Medida ocorre após fabricantes brasileiros aceitarem vender apenas 7,9 milhões de materiais.
Domingos Grilo Serrinha e correspondente no Brasil 4 de Janeiro de 2021 às 20:07
Coronavírus no Brasil
Coronavírus no Brasil FOTO: Reuters

O governo brasileiro proibiu a exportação de seringas e agulhas pelos fabricantes do país, visando garantir esses insumos para a esperada vacinação em massa contra o Coronavírus, ainda sem data definida. A medida foi tomada pelo Ministério da Economia a pedido do Ministério da Saúde depois de dias atrás o pregão para compra de seringas e agulhas ter sido um rotundo fracasso.

O Ministério da Saúde, comandado pelo cada vez mais criticado general Eduardo Pazuello, pretendia nesse pregão adquirir 331 milhões de conjuntos de agulhas e seringas, mas os fabricantes que participaram aceitaram vender apenas 7,9 milhões.

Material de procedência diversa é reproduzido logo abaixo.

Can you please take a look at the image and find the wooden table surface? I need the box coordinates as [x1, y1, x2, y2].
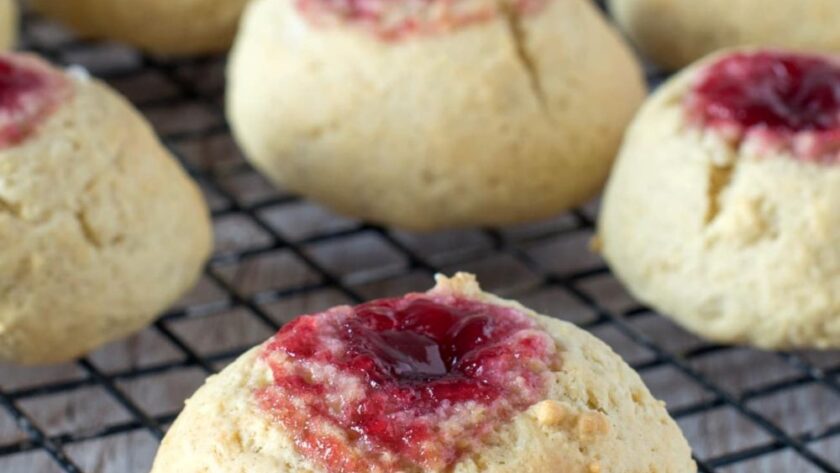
[0, 13, 840, 473]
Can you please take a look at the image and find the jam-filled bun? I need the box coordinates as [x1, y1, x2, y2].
[609, 0, 840, 69]
[29, 0, 253, 56]
[227, 0, 644, 230]
[152, 273, 696, 473]
[0, 0, 18, 51]
[0, 54, 211, 363]
[599, 50, 840, 348]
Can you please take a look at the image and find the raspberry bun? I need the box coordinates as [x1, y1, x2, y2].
[0, 0, 18, 51]
[227, 0, 645, 230]
[609, 0, 840, 69]
[0, 54, 211, 363]
[599, 50, 840, 348]
[152, 274, 696, 473]
[29, 0, 253, 56]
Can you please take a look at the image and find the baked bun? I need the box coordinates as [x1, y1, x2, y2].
[0, 0, 18, 51]
[29, 0, 253, 56]
[0, 54, 211, 363]
[227, 0, 645, 230]
[599, 50, 840, 348]
[152, 273, 696, 473]
[609, 0, 840, 69]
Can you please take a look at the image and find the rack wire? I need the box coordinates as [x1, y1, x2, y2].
[0, 7, 840, 473]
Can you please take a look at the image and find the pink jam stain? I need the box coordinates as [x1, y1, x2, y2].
[687, 51, 840, 162]
[0, 54, 72, 149]
[296, 0, 549, 42]
[256, 294, 556, 473]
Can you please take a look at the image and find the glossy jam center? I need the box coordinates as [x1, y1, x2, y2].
[258, 295, 555, 472]
[696, 53, 840, 131]
[687, 51, 840, 161]
[0, 54, 70, 149]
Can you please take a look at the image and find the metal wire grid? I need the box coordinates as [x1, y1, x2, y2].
[0, 8, 840, 472]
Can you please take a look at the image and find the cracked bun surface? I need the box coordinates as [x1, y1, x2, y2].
[0, 54, 211, 363]
[609, 0, 840, 69]
[227, 0, 645, 230]
[599, 50, 840, 348]
[0, 0, 18, 51]
[29, 0, 253, 56]
[152, 273, 696, 473]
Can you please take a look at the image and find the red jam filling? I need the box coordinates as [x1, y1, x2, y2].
[296, 0, 547, 41]
[0, 54, 71, 149]
[687, 51, 840, 161]
[256, 294, 556, 472]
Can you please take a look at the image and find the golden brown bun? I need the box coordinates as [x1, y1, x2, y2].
[609, 0, 840, 69]
[152, 273, 696, 473]
[227, 0, 645, 230]
[0, 57, 211, 363]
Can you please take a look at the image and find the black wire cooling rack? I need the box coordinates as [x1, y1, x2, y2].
[0, 6, 840, 473]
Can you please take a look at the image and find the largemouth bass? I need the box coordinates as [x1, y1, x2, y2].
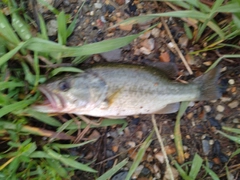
[33, 64, 220, 118]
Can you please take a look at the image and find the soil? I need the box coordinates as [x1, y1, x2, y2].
[6, 0, 240, 180]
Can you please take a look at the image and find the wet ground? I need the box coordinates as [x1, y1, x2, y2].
[23, 0, 240, 180]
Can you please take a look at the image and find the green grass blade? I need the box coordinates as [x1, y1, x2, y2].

De acordo com os principais fabricantes brasileiros, além de o preço oferecido pelo governo Bolsonaro ser bem abaixo do praticado no mercado, o Ministério da Saúde ofereceu esse valor pela compra conjunta de seringas e agulhas quando, alegam esses empresários, os dois produtos têm preços e produtores diferentes e deveria ter sido feito um pregão para cada um ou a compra de ambos no mesmo pregão mas em lances distintos.

Pelo decreto que proíbe a exportação, as empresas poderão cumprir os contratos já assinados com clientes de outros países, mas só poderão exportar o total de insumos mencionado nesses acordos já firmados. O governo comprometeu-se, pelo texto da mesma medida, a comprar a quantidade de seringas e agulhas que exceder os contratos já assinados.

Para especialistas, o pregão e a proibição de exportação são mais duas trapalhadas do general Pazuello, que, apesar de ter sido apresentado por Jair Bolsonaro como um grande especialista em logística, parece completamente perdido ante as gigantescas dimensões dos problemas decorrentes do avanço da pandemia de Coronavírus. Pressionado várias vezes pelo Supremo Tribunal Federal, Pazuello nem assim definiu uma data para o tão esperado início do programa de vacinação contra a Covid-19 nem ao menos comprou qualquer vacina, tendo apenas meros protocolos de intenção.

Jair Bolsonaro, negacionista da pandemia de Coronavírus, tem feito campanha sistemática contra a vacinação, já disse e reiterou que não se vai vacinar, e chegou a afirmar que quem tomar a vacina pode correr o risco de se transformar em jacaré ou, se for mulher, passar a ter barba na cara. Por outro lado, ele colocou às pressas vários militares submissos na Anvisa, a agência reguladora brasileira, que exige mais e mais documentação dos laboratórios e até agora não autorizou nenhuma vacina, levando até a Pfizer a queixar-se de que mais nenhum país do mundo faz as exigências do Brasil nessa área.

Dados divulgados esta segunda-feira pelo consórcio criado por veículos de informação para acompanhar a propagação do Coronavírus no país por os números divulgados pelo governo Bolsonaro não oferecerem credibilidade, dão bem uma dimensão da gravidade sanitária no país. De acordo com o consórcio, o Brasil tinha na manhã desta segunda nada menos de 7.733.746 infectados, dos quais 196.018 tinham morrido em decorrência da Covid-19.